On 19/08/2003 14:23, Mark Davis wrote:
Three points.
First, While we try to make the the UCA collation table (DUCET) as reasonable as possible for the main languages of a given script, it is not guaranteed to produce the correct sorting for any particular language. The UCA *is* designed so that it provides a default base ordering for all of Unicode, and individual languages can be given tailorings of the DUCET that handle the specifics of their string comparison requirements.

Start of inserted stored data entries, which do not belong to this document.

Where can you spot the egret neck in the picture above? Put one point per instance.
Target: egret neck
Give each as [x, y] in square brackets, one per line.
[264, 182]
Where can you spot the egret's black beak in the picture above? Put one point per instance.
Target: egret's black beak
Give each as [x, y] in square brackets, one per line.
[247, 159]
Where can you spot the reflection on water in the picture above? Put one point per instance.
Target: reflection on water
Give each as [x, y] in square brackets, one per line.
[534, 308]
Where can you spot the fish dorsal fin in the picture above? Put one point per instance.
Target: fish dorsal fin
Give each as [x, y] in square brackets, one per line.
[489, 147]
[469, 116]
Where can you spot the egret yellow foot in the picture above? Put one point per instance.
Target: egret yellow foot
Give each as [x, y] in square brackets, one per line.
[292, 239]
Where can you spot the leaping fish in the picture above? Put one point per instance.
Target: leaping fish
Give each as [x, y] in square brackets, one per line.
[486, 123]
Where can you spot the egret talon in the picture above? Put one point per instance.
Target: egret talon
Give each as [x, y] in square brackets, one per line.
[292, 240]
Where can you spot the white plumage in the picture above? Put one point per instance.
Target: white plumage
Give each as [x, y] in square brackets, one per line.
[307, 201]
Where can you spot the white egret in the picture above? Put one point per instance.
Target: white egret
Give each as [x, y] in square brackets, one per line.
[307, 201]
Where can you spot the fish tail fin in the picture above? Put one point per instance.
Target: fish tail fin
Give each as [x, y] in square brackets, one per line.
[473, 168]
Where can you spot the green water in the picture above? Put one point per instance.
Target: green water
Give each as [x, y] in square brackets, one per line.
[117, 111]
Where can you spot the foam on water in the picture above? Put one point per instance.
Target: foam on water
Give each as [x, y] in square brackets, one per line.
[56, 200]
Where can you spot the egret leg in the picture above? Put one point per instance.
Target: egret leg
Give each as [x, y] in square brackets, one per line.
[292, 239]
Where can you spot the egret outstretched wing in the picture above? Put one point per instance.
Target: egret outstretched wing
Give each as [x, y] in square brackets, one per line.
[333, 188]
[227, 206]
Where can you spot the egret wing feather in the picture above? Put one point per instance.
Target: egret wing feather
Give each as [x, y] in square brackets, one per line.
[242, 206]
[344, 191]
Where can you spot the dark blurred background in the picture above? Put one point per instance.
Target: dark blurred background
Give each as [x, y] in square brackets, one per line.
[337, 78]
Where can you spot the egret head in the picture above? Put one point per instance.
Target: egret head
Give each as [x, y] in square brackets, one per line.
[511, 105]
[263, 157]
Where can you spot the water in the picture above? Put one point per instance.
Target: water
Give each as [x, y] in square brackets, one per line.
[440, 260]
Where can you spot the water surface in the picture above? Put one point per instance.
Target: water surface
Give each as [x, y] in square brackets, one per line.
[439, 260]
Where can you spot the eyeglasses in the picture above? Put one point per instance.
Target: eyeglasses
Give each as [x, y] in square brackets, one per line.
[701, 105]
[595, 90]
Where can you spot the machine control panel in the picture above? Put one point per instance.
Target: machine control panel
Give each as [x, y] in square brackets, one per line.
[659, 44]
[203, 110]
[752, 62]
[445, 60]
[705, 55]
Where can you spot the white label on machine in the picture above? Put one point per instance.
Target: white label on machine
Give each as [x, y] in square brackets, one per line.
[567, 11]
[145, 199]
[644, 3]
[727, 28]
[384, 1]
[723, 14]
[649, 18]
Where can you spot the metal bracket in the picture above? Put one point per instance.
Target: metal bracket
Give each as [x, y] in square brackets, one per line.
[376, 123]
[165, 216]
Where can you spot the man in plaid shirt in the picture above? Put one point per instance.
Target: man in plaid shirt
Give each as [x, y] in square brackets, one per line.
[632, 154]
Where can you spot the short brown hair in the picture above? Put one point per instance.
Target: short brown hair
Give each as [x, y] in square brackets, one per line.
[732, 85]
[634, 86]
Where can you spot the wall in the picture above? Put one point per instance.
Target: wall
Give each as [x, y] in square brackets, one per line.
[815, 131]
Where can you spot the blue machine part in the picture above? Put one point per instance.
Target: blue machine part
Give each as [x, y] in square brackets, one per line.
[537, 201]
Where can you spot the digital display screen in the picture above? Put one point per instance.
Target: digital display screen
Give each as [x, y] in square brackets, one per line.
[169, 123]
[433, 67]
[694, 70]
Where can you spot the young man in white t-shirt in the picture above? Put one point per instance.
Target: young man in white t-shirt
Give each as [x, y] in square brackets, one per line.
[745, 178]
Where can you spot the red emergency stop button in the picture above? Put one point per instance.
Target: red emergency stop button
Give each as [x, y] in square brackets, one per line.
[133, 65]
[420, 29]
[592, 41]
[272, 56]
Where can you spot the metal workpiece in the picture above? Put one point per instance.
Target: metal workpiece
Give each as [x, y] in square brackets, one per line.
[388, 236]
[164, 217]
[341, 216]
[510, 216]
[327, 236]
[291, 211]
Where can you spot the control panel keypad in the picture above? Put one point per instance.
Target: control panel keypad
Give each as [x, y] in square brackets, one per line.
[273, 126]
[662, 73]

Thus if there are changes that improve the handling of the UCA for the major
languages using a given script, and do not destabilize others, those are
candidates for change in a version. For example, if it turned out that a
particular Tamil character (or sequence of characters!) was not sorted correctly
according to the DUCET (e.g. on http://www.unicode.org/charts/collation/beta/),
then it would be a candidate, and should be submitted on the form.
Understood. On this basis, the DUCET sorting for the Hebrew block should be based on the requirements for modern Hebrew, with Yiddish, Ladino etc also being taken into acount.
Second, we do and should favor modern language communities when making
incompatible tradeoffs. So if we have the choice between making French sort
correctly without tailoring, or have Latin sort correctly without tailoring, we
should choose the modern community. The Latin community can always use a
tailored UCA, in any event.
Understood. I accept the primacy of the modern language in this case. There may be some issues on which the modern language has no preference, especially for characters only used in older Hebrew, and in such cases it would make sense to follow the preferences of ancient Hebrew scholars. If it becomes necessary to use a tailored UCA for biblical work, so be it, but I would prefer not to. We have come close to having to use a separate set of vowels for biblical Hebrew simply because decisions were rushed and then frozen on the basis of modern Hebrew requirements. I don't want any danger of falling into the same kind of trap with collation.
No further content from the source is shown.